Today is the seventeenth day of Black History Month. I tend to use this time as a way to remind readers – and everyone else of a couple of important facts:
- You can’t love Black artists and their work, and not see them as people
- Black lives — and Black art matters
- Black culture is American culture
So as we go through the month, I’m going to talk about a collection of Black artists. It’ll be fairly comprehensive and eclectic list — although it won’t be a complete list.
So far I’ve mentioned the following artists:
- Patti LaBelle
- Rick James
- John Lee Hooke
- Janet Jackson
- Aretha Franklin
- Chaka Khan
- Sister Rosetta Tharpe
- Curtis Mayfield
- Bob Marley
- J. Dilla
- De La Soul
- Ella Fitzgerald
- Dionne Warwick
- Grace Jones
- Whitney Houston
- Louis Armstrong
- A Tribe Called Quest
- Maceo Parker
- Nina Simone
- Marvin Gaye
Led by their equally legendary frontman George Clinton, Parliament Funkadelic is a collective of rotating musicians that created a distinctive take on funk that drew on psychedelic culture, sci-fi, surrealist humor and outlandish fashion. The outfit’s 1970s output would have a towering influence on the funk, post-punk, hip-hop and techno artists of the ’80s and ’90s. (Parliament Funkadelic’s influence on early hip-hop is massive — especially on West Coast hip-hop.)
1971’s Maggot Brain, 1975’s Mothership Connection, 1978’s One Nation Under a Groove were among a list of their critically applauded and commercially successful material: Between 1967-1983, the outfit had 13 Top 10 hits on the American R&B music charts, including six #1 hits.
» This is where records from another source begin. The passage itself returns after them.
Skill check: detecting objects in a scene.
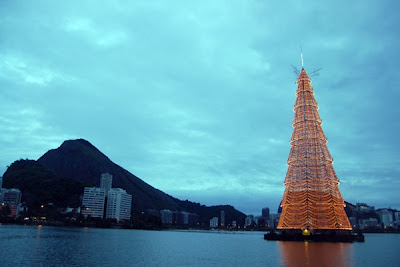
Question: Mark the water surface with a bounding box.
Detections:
[0,225,398,266]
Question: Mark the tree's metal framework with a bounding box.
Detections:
[277,68,352,230]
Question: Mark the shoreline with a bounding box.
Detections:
[1,221,400,234]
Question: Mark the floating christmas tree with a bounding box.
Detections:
[277,68,352,231]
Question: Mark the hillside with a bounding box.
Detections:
[28,139,246,223]
[2,159,85,209]
[37,139,180,214]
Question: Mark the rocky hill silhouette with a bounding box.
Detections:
[15,138,246,223]
[38,139,180,214]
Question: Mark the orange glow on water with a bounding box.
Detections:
[278,241,352,266]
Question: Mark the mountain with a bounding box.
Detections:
[2,159,85,209]
[33,139,245,223]
[37,139,180,214]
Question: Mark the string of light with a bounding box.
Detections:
[277,68,352,231]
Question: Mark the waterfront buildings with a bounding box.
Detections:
[106,188,132,222]
[210,217,218,228]
[254,216,265,226]
[0,178,22,218]
[2,188,22,205]
[81,173,132,222]
[0,188,5,204]
[180,211,190,225]
[81,187,106,218]
[160,209,173,224]
[376,209,394,228]
[394,212,400,229]
[0,188,22,218]
[245,215,254,227]
[268,214,280,229]
[394,211,400,226]
[395,211,400,222]
[160,209,199,226]
[220,210,225,227]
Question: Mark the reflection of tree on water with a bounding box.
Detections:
[278,241,353,267]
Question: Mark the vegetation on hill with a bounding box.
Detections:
[38,139,181,214]
[3,139,246,225]
[179,200,246,225]
[2,159,87,212]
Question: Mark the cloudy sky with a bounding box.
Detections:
[1,1,399,215]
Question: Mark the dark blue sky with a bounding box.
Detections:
[1,1,399,215]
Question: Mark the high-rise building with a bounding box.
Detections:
[220,210,225,227]
[395,211,400,222]
[100,173,113,196]
[2,188,21,205]
[1,188,22,218]
[81,173,134,221]
[210,217,218,228]
[0,188,5,203]
[81,187,106,218]
[268,214,280,229]
[180,211,190,225]
[262,207,270,220]
[255,216,265,226]
[160,209,173,224]
[377,209,394,228]
[277,68,352,231]
[106,188,132,222]
[245,215,254,226]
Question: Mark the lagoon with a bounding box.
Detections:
[0,224,399,266]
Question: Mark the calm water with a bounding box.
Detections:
[0,224,399,266]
The band’s collective mythology — along with that of Sun Ra — would help pioneer the Afrofuturisim movement.
And I can’t possibly forget that the world famous Mothership is in the Smithsonian’s National Museum of African American History & Culture.
Yes, they’re that important. And we can’t talk about Black History and Black art without mentioning them.